1. Configuration Management

# Use different configs for different environments
configs/
├── development.toml     # Quick training for testing
├── staging.toml        # Full validation pipeline
└── production.toml     # Production training settings

2. Secret Management

# Use environment-specific secrets
# Development
export HF_TOKEN="hf_dev_token"

# Production  
export HF_TOKEN="hf_prod_token"

# Use secret management services
aws secretsmanager get-secret-value --secret-id "fine-tune/hf-token"

3. Resource Management

# Auto-scaling for cost optimization
resource_limits:
  cpu: "4"
  memory: "16Gi"
  gpu: "1"

auto_scaling:
  min_replicas: 0
  max_replicas: 3
  target_gpu_utilization: 80

4. Model Versioning

# Semantic versioning for models
def generate_model_version(config, performance):
    """Generate semantic version based on changes."""

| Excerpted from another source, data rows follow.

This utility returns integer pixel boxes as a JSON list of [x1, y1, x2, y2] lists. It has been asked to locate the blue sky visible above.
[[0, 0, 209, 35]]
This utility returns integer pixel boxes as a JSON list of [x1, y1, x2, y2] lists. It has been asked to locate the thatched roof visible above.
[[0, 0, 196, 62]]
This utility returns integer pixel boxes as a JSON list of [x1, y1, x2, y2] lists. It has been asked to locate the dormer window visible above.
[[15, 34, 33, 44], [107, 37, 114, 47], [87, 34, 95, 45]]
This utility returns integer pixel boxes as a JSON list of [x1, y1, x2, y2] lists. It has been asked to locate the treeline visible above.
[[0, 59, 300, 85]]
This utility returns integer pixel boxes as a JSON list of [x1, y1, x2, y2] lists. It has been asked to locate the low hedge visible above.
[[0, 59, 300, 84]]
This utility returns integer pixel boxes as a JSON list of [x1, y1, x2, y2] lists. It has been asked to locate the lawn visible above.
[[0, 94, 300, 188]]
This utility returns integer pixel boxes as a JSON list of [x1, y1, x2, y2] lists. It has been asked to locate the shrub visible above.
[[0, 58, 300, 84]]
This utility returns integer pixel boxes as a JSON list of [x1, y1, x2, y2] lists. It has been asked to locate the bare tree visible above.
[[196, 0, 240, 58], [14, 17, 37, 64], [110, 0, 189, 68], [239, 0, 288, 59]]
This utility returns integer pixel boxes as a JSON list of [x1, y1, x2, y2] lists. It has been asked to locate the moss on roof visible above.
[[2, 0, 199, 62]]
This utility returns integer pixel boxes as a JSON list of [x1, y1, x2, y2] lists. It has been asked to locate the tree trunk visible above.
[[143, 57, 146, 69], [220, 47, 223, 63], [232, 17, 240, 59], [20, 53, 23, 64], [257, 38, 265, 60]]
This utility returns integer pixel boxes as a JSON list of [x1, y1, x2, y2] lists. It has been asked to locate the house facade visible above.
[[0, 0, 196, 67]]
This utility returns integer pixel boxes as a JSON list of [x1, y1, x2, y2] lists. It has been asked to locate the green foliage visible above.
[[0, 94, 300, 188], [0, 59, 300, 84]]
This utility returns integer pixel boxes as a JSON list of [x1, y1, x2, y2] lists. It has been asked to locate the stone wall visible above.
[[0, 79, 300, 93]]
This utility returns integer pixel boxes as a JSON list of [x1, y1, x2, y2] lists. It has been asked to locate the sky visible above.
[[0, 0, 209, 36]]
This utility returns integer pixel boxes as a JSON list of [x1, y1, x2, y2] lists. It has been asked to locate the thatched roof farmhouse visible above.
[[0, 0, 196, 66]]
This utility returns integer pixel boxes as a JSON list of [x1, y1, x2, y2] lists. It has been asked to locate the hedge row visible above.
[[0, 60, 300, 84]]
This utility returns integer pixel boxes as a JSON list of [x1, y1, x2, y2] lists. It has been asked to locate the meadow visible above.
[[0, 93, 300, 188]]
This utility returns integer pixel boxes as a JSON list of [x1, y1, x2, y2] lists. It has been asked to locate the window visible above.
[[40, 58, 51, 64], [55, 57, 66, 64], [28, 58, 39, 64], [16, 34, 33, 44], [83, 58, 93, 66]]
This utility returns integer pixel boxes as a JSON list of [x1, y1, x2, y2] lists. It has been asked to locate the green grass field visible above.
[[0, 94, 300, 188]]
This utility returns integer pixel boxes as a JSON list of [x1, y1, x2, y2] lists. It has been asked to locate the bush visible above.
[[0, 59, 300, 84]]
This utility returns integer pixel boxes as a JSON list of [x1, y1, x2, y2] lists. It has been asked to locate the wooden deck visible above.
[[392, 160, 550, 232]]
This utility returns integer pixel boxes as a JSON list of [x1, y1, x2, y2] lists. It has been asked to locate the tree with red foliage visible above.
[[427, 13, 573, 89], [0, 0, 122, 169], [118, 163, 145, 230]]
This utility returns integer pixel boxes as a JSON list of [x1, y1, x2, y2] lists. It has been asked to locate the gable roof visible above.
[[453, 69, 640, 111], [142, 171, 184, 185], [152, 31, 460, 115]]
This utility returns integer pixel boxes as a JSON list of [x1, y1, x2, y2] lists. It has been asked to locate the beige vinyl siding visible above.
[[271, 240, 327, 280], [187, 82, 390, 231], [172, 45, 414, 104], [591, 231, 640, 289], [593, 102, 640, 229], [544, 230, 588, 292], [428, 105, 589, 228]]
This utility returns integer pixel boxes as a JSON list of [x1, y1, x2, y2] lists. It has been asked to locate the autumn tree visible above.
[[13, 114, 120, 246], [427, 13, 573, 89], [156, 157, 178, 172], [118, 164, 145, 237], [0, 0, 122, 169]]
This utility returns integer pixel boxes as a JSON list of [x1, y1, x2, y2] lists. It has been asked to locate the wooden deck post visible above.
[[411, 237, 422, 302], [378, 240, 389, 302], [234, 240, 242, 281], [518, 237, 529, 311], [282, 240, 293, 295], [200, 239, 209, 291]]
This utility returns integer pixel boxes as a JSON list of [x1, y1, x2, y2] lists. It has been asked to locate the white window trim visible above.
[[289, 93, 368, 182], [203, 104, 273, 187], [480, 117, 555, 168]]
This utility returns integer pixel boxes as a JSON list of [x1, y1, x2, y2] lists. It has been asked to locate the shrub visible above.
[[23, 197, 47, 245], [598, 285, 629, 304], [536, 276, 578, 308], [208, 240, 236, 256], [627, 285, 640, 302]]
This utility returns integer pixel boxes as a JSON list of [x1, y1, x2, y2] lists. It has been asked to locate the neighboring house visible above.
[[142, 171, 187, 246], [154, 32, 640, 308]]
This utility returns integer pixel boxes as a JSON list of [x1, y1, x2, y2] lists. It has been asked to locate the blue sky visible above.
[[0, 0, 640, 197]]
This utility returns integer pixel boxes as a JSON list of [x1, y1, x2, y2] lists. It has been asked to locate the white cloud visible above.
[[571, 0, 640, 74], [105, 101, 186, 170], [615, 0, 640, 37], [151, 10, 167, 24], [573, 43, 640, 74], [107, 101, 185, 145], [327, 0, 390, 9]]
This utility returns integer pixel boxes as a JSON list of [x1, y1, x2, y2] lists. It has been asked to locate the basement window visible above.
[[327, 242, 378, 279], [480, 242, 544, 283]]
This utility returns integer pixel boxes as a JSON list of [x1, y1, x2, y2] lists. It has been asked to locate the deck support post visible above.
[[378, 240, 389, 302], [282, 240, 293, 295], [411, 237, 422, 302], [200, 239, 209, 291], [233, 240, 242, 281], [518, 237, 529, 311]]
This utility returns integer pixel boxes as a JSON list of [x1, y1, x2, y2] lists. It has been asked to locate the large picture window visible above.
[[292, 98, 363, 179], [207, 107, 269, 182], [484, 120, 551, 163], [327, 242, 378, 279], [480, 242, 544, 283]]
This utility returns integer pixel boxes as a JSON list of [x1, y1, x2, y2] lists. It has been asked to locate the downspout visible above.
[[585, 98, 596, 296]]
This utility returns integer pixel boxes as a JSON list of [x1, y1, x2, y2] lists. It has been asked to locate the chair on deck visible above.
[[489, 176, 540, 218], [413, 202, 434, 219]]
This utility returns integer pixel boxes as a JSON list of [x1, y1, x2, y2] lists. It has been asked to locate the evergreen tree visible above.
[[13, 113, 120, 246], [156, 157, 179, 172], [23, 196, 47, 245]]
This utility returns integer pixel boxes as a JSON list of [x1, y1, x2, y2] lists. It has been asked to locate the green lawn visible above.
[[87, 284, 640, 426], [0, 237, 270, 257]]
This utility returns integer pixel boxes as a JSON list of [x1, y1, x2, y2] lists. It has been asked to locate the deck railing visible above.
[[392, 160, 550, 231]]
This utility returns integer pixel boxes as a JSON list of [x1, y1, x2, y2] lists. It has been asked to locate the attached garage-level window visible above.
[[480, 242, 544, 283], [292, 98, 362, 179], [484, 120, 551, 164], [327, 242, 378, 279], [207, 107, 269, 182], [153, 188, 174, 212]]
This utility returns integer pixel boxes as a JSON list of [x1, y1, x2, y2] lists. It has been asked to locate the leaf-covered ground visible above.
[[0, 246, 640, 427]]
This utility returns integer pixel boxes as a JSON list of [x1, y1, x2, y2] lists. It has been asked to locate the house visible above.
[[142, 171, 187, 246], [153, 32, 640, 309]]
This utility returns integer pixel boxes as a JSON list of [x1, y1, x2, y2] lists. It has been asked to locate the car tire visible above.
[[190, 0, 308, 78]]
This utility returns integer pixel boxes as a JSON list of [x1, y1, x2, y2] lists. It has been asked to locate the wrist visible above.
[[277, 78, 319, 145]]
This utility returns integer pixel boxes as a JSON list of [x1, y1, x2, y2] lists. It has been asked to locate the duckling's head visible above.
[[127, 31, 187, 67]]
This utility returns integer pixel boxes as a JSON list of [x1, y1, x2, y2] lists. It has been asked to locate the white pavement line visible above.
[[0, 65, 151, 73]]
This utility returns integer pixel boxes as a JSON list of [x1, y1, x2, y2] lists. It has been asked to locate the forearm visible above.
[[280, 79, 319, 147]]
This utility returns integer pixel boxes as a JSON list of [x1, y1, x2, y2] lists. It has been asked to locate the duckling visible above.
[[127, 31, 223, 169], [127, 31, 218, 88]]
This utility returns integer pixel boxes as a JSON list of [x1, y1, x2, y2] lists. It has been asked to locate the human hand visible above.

    major = 1  # Breaking changes to model architecture
    minor = 0  # New features or significant improvements
    patch = 0  # Bug fixes or minor improvements

    # Auto-increment based on performance
    if performance["bleu_score"] > previous_best + 5:
        minor += 1
    elif performance["bleu_score"] > previous_best:
        patch += 1

    return f"v{major}.{minor}.{patch}"

Troubleshooting

Common CI/CD Issues

  1. Resource Limits: Adjust instance types and memory limits
  2. Authentication: Verify all API keys are properly set
  3. Timeouts: Increase workflow timeouts for long training runs
  4. Dependencies: Pin dependency versions for reproducibility

Debugging Failed Runs

# Access logs from failed runs
gh run view <run-id> --log

# Debug locally with same environment
docker run --rm -it \
  -v $(pwd):/workspace \
  -w /workspace \
  pytorch/pytorch:latest \
  bash -c "pip install uv && uv sync && uv run app/finetuner.py"

With this CI/CD setup, your Fine-Tune Pipeline becomes a fully automated, monitored, and scalable machine learning system that can continuously improve your models while maintaining high quality standards.